The neverending saga of the world’s longest melting ice cube, that of Sears Holdings which has flirted with bankruptcy for years only to get bailed out in the 11th hour by its biggest investor and CEO Eddie Lampert each and every time, is finally coming to its logical end.
With its stock crashing to a new all-time low, and with a $134 million in debt due on Monday on a bond issue that is currently yielding over 1,000% in the 3 or so business days left to maturity…
… the iconic if cash-strapped Sears Holdings, whose predecessor was the de facto originator of “online” retail with its innovative mail order catalogues, and which has been losing money for years, has hired M-III Partners to prepare a bankruptcy filing that could come as soon as this week, the WSJ reported citing people familiar with the situation, as the cash-strapped company that once dominated American retailing faces a debt payment deadline.
The WSJ reports that employees at M-III Partners, a boutique advisory firm, have spent the past few weeks working on the potential filing, with M-III staff seen at the retailer’s headquarters in Hoffman Estates, Illinois. That said, a Chapter 11 may still be avoided as Sears “continues to discuss other options and could still avert an in-court restructuring.”

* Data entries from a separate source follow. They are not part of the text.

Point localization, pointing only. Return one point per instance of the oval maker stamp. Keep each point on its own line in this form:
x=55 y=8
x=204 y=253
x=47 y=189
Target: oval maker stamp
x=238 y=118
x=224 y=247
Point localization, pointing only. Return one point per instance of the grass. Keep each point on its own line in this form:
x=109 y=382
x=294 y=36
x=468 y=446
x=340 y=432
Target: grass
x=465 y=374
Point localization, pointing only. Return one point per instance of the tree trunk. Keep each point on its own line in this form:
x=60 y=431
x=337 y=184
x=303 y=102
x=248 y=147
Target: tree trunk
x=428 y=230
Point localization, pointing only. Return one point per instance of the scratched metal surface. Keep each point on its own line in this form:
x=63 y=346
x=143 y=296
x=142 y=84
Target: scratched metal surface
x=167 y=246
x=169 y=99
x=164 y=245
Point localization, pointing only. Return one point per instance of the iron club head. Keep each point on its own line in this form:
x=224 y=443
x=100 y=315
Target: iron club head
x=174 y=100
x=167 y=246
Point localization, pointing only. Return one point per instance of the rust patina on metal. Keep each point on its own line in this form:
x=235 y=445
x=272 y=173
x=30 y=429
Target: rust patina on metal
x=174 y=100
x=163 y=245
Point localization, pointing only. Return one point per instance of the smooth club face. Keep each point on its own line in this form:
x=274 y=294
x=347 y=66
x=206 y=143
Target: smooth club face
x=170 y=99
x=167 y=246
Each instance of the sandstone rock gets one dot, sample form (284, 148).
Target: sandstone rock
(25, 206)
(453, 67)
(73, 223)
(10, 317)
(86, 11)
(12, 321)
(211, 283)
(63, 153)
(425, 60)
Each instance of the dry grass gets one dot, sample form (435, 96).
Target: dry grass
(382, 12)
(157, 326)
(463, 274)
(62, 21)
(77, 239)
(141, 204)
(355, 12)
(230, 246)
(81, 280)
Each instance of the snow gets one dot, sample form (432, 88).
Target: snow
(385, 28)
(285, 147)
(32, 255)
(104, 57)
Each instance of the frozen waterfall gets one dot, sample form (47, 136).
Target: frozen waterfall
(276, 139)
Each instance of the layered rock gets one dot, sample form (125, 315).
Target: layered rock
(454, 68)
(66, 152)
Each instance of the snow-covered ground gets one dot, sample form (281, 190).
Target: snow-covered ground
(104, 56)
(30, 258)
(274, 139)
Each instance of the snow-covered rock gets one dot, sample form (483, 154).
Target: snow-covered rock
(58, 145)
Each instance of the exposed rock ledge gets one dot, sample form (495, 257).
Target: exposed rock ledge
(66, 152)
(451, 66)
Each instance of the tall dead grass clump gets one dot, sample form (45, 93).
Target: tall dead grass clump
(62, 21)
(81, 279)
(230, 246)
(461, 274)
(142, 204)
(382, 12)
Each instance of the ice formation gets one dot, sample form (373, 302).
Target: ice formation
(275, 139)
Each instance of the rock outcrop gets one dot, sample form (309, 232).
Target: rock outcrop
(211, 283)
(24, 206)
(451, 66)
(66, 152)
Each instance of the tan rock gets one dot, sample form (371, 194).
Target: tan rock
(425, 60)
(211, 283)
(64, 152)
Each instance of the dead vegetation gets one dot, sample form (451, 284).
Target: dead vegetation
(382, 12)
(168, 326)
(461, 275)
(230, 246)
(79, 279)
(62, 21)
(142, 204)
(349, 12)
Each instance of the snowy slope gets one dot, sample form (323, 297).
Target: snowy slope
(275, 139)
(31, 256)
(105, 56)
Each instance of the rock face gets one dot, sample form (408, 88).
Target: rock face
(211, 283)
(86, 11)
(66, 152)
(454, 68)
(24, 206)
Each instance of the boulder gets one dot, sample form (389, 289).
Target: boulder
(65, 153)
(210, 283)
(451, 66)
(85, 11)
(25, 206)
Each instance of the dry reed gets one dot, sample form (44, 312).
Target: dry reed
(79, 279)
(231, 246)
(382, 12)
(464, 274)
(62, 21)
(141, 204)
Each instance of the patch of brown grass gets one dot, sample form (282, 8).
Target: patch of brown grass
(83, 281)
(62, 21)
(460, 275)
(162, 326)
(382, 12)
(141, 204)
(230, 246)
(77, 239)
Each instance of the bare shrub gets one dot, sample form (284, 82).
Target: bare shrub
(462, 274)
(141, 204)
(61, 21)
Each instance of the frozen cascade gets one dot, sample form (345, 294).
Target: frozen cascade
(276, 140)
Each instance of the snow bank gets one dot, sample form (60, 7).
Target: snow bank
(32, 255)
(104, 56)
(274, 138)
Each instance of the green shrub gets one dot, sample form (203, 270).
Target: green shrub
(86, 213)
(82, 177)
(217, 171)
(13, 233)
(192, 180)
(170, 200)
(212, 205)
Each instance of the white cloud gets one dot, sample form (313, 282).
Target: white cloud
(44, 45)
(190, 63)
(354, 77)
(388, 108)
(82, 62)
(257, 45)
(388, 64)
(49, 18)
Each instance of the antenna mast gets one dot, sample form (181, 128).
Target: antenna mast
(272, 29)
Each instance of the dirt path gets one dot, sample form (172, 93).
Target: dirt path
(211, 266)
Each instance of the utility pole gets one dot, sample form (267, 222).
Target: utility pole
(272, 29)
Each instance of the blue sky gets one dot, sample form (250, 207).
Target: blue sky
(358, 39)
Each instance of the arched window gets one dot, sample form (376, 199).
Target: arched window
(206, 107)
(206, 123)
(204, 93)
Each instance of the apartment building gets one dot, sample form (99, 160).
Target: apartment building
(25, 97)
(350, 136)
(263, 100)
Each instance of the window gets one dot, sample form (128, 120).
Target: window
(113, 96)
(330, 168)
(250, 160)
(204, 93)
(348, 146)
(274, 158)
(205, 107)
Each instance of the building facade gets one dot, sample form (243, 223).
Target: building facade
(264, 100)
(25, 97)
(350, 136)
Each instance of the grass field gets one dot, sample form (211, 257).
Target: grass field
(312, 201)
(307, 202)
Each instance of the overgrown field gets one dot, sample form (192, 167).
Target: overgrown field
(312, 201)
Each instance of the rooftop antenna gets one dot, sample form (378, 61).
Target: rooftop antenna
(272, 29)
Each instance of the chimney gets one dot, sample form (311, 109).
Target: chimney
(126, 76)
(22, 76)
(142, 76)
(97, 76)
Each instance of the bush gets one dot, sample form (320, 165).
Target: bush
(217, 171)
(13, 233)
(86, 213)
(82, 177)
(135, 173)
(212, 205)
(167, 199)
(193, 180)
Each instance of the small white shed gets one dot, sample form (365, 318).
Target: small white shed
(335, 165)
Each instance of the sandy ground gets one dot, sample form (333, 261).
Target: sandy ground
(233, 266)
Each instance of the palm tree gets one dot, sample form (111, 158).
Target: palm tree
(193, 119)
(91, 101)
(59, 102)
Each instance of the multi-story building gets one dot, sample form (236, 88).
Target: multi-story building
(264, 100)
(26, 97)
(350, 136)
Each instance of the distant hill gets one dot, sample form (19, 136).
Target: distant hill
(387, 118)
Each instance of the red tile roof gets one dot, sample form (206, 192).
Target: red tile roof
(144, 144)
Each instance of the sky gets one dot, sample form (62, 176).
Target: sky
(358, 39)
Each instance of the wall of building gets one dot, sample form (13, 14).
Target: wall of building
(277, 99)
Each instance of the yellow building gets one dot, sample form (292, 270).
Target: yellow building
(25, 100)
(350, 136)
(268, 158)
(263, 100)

Furthermore, Eddie Lampert, the hedge-fund manager who is Sears’s chairman, chief executive, largest shareholder and biggest creditor, may once again simply rescue the company, as he has done on many occasions in the past by making the payment. What’s different this time, is that Lampert is pushing for a broader restructuring that would include shaving more than $1 billion from Sears’s $5.5 billion debt load, selling another $1.5 billion of real estate and divesting $1.75 billion of assets, including the Kenmore appliance brand, which he has offered $400 million to buy himself. Said otherwise, Lampert hopes to shrink Sears back to profitability with the company already closing hundreds of stores in recent years.